Het satellietbeeld van figuur 1 toont de bewolking van de orkaan een dag eerder; het is gebaseerd op stralingsmetingen van de Moderate Resolution Imaging Spectroradiometer (MODIS) op de Amerikaanse satelliet Terra. Prapiroon, midden rechts in beeld, ligt boven de Grote Oceaan; de bijbehorende bewolking strekt zich uit over de meeste Japanse eilanden. Midden boven zien we een vrijwel onbewolkt Korea; linksboven en midden links bevindt zich het Chinese vasteland.

Troebel water
De kustwateren van Bo Hai, de Gele Zee en de Oost-Chinese Zee bevatten veel sediment en algen en vertonen daardoor beige en turquoise tinten. Het sediment wordt naar Bo Hai vooral aangevoerd door de door zijn grote hoeveelheid slibtransport gekarakteriseerde Huanghe (Gele Rivier) en naar de Oost-Chinese Zee door onder andere de Jangtsekiang (Blauwe Rivier). De rivieren staan op een respectievelijk achtste en derde plaats op de lijst van langste rivieren ter wereld.

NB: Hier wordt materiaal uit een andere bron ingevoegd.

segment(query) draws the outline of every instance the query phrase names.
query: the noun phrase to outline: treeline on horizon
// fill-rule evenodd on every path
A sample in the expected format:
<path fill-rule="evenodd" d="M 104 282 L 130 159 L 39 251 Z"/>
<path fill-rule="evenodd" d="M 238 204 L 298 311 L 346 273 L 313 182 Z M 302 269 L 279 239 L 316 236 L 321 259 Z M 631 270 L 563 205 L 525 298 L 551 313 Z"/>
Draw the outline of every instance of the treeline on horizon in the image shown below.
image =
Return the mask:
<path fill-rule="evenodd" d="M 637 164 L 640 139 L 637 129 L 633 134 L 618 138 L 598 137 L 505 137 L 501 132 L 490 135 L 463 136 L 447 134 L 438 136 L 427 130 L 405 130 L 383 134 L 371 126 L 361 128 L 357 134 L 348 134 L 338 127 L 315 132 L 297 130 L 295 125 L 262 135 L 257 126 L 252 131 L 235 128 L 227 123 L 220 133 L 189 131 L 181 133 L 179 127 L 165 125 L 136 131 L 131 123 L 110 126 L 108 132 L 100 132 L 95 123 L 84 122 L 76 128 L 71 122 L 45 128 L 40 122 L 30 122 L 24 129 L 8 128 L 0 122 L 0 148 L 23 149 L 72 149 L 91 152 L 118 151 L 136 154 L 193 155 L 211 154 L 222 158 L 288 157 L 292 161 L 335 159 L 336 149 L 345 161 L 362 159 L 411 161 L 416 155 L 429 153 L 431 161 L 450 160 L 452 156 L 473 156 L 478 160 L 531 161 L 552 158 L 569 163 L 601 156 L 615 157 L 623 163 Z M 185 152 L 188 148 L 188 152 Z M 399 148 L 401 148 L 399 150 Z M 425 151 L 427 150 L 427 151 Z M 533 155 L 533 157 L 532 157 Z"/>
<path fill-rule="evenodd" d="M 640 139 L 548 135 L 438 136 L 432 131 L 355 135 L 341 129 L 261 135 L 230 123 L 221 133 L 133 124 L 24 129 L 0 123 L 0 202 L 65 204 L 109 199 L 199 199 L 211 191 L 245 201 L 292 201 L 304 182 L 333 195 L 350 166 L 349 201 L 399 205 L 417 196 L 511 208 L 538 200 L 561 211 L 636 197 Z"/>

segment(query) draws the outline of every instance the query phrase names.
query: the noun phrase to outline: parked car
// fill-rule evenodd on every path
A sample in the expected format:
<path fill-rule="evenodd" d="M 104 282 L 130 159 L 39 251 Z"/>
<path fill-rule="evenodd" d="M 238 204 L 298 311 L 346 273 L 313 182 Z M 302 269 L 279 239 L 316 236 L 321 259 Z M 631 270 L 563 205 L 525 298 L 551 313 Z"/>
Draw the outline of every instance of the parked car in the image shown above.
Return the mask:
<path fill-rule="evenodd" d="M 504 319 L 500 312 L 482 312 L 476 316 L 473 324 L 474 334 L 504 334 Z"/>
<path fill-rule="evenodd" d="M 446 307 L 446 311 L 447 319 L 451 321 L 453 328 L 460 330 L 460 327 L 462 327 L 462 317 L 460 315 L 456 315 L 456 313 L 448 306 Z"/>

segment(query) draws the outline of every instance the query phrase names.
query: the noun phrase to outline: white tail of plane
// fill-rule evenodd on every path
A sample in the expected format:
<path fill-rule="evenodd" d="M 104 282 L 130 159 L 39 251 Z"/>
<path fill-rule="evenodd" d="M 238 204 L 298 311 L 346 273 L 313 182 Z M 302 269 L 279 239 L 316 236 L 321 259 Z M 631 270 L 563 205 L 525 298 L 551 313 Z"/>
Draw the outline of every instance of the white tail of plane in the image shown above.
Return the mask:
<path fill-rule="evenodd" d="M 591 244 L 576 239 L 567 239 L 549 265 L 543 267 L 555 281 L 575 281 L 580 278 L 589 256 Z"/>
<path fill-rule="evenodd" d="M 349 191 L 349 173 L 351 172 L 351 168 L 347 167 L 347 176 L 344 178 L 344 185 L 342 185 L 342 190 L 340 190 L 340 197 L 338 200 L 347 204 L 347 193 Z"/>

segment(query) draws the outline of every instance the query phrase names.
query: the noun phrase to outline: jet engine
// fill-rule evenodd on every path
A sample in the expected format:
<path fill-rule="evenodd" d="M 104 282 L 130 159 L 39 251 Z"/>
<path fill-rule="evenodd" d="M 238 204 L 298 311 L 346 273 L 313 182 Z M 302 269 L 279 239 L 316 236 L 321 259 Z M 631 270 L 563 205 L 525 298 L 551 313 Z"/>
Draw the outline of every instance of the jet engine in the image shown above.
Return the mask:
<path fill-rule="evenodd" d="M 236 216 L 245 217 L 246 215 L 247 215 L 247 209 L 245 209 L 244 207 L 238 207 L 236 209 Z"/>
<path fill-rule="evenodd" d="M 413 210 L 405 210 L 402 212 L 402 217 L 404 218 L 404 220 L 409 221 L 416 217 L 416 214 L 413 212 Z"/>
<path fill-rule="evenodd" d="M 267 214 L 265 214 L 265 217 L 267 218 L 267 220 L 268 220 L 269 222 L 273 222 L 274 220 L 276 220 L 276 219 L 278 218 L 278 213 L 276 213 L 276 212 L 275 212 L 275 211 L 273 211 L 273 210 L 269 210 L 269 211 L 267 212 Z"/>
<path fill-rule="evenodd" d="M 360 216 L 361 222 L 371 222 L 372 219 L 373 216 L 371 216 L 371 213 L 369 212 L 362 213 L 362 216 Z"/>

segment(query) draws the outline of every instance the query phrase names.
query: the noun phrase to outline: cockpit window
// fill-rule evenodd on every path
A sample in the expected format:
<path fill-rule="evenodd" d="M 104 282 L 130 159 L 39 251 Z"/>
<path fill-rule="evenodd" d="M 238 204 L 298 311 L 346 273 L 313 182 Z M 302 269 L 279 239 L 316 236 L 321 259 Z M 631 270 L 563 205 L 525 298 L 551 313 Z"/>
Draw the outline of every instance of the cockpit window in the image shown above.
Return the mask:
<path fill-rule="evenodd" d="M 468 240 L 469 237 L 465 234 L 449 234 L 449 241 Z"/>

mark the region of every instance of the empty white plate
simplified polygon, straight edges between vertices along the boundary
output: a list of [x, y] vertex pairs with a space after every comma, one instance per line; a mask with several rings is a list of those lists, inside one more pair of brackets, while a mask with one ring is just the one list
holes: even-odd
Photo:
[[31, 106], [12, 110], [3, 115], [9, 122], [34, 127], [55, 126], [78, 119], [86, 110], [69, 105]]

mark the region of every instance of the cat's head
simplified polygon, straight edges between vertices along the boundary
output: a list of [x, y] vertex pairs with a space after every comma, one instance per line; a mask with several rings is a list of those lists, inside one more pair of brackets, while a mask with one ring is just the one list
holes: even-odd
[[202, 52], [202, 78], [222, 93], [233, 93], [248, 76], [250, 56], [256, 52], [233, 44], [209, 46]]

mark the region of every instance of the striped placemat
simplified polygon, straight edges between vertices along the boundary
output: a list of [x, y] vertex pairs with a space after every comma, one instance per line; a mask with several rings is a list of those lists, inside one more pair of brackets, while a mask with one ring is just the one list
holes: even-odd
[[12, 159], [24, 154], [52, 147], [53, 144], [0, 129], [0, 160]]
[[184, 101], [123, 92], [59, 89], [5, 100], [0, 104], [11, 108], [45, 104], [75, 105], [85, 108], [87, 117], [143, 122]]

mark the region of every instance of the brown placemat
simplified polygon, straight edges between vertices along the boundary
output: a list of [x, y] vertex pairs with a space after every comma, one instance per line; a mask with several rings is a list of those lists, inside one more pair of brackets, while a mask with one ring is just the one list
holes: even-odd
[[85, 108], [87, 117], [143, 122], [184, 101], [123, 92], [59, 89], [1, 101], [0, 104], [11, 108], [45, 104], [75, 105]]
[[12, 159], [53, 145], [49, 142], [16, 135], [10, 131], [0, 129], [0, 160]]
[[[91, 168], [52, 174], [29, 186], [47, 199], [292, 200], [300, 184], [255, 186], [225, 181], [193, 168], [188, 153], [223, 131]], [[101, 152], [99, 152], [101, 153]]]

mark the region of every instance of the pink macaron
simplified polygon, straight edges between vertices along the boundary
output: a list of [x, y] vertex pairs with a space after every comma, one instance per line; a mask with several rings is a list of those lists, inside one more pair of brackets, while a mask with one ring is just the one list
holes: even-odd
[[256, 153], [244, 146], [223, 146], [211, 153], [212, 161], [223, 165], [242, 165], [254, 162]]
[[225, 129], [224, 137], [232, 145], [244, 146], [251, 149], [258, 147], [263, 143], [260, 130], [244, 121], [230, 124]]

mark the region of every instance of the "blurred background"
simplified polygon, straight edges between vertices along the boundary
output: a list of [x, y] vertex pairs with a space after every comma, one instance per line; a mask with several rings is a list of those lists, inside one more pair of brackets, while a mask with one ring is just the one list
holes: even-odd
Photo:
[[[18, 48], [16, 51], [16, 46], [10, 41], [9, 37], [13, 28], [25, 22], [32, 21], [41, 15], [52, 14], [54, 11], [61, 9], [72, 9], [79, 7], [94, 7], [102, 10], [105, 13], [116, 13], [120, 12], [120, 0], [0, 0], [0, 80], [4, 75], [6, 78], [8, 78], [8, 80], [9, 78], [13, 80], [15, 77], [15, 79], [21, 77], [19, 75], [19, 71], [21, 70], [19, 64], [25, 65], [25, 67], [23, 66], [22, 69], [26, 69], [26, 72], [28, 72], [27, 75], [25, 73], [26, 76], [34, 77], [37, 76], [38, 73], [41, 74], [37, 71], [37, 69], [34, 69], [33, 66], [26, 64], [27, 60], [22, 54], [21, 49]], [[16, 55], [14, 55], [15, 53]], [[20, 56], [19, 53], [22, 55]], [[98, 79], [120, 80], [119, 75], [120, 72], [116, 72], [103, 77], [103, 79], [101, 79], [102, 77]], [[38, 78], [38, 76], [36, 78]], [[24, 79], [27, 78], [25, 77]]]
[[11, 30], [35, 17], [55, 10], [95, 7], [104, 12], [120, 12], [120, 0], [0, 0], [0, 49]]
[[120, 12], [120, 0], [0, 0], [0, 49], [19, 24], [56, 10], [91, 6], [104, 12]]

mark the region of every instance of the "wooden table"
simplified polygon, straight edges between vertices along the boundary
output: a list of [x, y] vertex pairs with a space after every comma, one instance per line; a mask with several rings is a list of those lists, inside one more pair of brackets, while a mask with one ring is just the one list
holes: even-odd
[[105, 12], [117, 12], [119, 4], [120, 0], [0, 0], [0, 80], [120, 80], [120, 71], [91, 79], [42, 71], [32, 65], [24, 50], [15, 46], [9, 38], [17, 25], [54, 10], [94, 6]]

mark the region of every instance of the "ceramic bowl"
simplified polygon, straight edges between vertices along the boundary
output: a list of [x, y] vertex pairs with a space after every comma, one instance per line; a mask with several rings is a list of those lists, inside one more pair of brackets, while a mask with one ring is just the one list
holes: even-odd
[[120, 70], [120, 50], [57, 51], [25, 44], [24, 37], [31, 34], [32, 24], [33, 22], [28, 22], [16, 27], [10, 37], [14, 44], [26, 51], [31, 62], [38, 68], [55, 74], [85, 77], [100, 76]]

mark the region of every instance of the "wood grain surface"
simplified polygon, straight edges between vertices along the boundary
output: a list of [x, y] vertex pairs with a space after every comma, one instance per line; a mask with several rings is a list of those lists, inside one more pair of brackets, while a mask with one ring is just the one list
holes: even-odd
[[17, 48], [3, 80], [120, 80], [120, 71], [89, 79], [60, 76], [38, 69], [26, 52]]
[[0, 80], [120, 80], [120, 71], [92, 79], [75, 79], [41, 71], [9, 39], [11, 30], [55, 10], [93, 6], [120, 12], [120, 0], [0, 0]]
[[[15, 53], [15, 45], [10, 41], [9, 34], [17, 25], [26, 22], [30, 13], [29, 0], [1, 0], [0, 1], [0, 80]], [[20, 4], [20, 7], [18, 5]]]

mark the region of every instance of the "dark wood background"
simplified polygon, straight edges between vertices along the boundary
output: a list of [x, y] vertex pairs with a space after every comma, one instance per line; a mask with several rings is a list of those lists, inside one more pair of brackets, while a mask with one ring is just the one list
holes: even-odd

Door heiigheid, waarover verderop meer, zien we op het satellietbeeld van figuur 1 de kleuren van het zeewater en de patronen daarin minder duidelijk dan bij heldere, schone lucht het geval zou zijn. Tijdens een overkomst van de Europese satelliet Envisat op 8 februari 2012 waren de omstandigheden boven en rond Bo Hai aanzienlijk beter, zoals het satellietbeeld van figuur 2 laat zien. Het beeld is in dit geval gebaseerd op stralingsmetingen van Envisat's Medium Resolution Imaging Spectrometer (MERIS). Inmiddels is de Envisat niet meer in bedrijf; het grondstation in Koruna, Zweden, verloor het contact met de satelliet op 8 april 2012.

Vuile lucht
Boven grote delen van het Chinese vasteland is het heiig door luchtverontreiniging; vooral in de linkerbovenhoek van het satellietbeeld is dat goed te zien. China is koploper op het terrein van luchtvervuiling. Smog komt er veel voor en de luchtkwaliteit is vaak slecht. Dit hangt samen met de snelle groei van de Chinese economie. Deze groei is voor een belangrijk deel gebaseerd op steenkool, de meest vervuilende fossiele brandstof. Naar schatting 70% van de verbruikte energie is terug te voeren op de verbranding van steenkool. Volgens sommige media wordt er elke week wel ergens in China een nieuwe kolencentrale in gebruik gesteld.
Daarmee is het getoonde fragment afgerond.